Doctors use various CFTR biomarkers to assess patients' underlying defects and drug responses, such as:

• Sweat Test: In addition to the traditional sweat chloride concentration test, there is a more refined β-adrenergic sweat secretion rate test, which can more linearly reflect CFTR function.
• Nasal Potential Difference (NPD) Measurement: By measuring the ion transport in nasal epithelial cells, CFTR function in the respiratory tract is directly assessed.
• Organoid Culture: This is a cutting-edge technology. Researchers can obtain rectal biopsy samples from patients and culture miniature "intestinal organoids" in vitro. By testing the effects of different drugs on these organoids, the patient's treatment response in the real world can be predicted, truly achieving "Theratyping."

It is based on these methods that doctors can precisely select effective CFTR modulators for patients with different gene mutations (even those with non-most common F508del mutations), allowing more patients to benefit from treatment.

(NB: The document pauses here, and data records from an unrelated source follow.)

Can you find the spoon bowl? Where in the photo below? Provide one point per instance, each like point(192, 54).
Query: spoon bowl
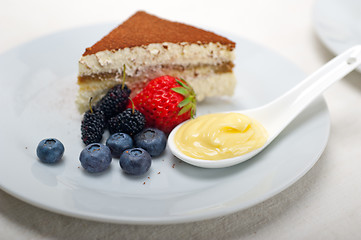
point(277, 114)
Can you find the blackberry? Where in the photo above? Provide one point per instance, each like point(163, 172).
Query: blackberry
point(130, 121)
point(115, 101)
point(92, 126)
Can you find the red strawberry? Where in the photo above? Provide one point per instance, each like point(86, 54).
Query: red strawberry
point(166, 102)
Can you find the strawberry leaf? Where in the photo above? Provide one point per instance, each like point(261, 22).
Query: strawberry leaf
point(184, 102)
point(185, 109)
point(181, 91)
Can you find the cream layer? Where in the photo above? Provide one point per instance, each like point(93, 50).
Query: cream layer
point(139, 59)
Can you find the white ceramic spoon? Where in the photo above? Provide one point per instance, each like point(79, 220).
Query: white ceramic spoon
point(277, 114)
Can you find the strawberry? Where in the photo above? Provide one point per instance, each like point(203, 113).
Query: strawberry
point(166, 102)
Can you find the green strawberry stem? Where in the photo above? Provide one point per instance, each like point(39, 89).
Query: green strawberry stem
point(189, 102)
point(123, 82)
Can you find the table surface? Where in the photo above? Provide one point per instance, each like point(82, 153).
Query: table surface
point(324, 204)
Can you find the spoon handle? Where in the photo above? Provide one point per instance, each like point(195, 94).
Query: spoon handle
point(290, 104)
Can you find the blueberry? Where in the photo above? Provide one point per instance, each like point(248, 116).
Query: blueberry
point(118, 142)
point(95, 157)
point(50, 150)
point(152, 140)
point(135, 161)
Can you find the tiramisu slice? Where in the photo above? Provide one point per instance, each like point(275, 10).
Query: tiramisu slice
point(150, 47)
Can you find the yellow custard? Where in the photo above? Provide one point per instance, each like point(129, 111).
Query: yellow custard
point(219, 136)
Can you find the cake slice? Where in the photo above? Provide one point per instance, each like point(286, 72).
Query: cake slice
point(150, 47)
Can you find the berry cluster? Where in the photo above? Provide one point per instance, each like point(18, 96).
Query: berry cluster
point(110, 112)
point(135, 154)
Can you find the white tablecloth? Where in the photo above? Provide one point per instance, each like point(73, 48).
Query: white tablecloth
point(324, 204)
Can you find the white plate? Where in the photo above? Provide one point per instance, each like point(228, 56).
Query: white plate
point(38, 83)
point(338, 24)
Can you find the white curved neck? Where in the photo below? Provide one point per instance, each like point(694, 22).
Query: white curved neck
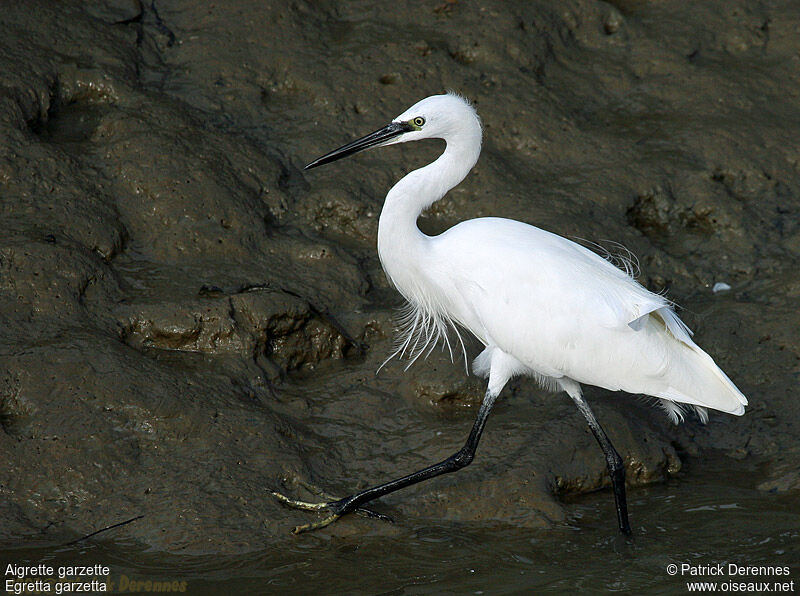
point(401, 244)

Limitations: Not a "Miracle Drug" for Everyone

Despite the great success of triple therapy, we still need to be soberly aware of its limitations:

1. Not Universally Applicable: For patients carrying two "minimal function mutations" (i.e., proteins that are almost completely non-produced or completely non-functional), existing CFTR modulators are ineffective. This group of patients accounts for approximately 10-15% of the total, and they urgently need new treatment strategies.
2. Individual Response Variability: Even among patients eligible for medication, there are significant differences in the degree of clinical improvement. Improvement in biomarkers (such as normalization of sweat chloride concentration) does not always perfectly predict individual clinical outcomes (such as the extent of lung function improvement). This indicates that, in addition to the CFTR gene itself, other genetic and environmental factors still play important roles in disease progression.
3. Unknown Long-Term Effects: As a relatively new therapy, its long-term safety and efficacy over decades still need to be observed.

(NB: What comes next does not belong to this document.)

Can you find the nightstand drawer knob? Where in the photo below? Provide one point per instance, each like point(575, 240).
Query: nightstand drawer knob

Application Prospects: Towards a Future of Cure

CF treatment has entered a new era, but the pace of science has not stopped. The future direction is even more exciting:

• Next-Generation CFTR Modulators: Scientists are developing more potent, next-generation drugs that can cover more mutation types.
• Gene Therapy: For patients unresponsive to existing modulators, gene therapy holds great promise. Its goal is to directly deliver normal CFTR genes to the patient's cells, fundamentally correcting the genetic defect. The article mentions that the first human clinical trial using recombinant lentiviral vectors is underway, which is a key step towards a genetic cure. Other approaches such as mRNA therapy and gene editing technologies are also being actively explored.
• More Sensitive Biomarkers: As patients' conditions improve significantly, we need more sensitive detection indicators to monitor subtle disease activity, such as assessing long-term changes in airway microbiome, host defense, epithelial homeostasis, and multi-organ metabolism.

Summary

From a fatal pediatric disease to a controllable chronic condition with a life expectancy exceeding 70 years, the treatment journey of cystic fibrosis is a microcosm of modern medical development. CFTR modulators, represented by triple therapy, have ushered CF treatment into a precise and efficient era of personalization, greatly changing the fate of the vast majority of patients. Although challenges remain, such as how to help patients unresponsive to drugs and exploring more fundamental cures, we have reason to believe that in the near future, all CF patients will be able to escape the heavy sigh of "65 roses" and embrace a nearly normal, hopeful life.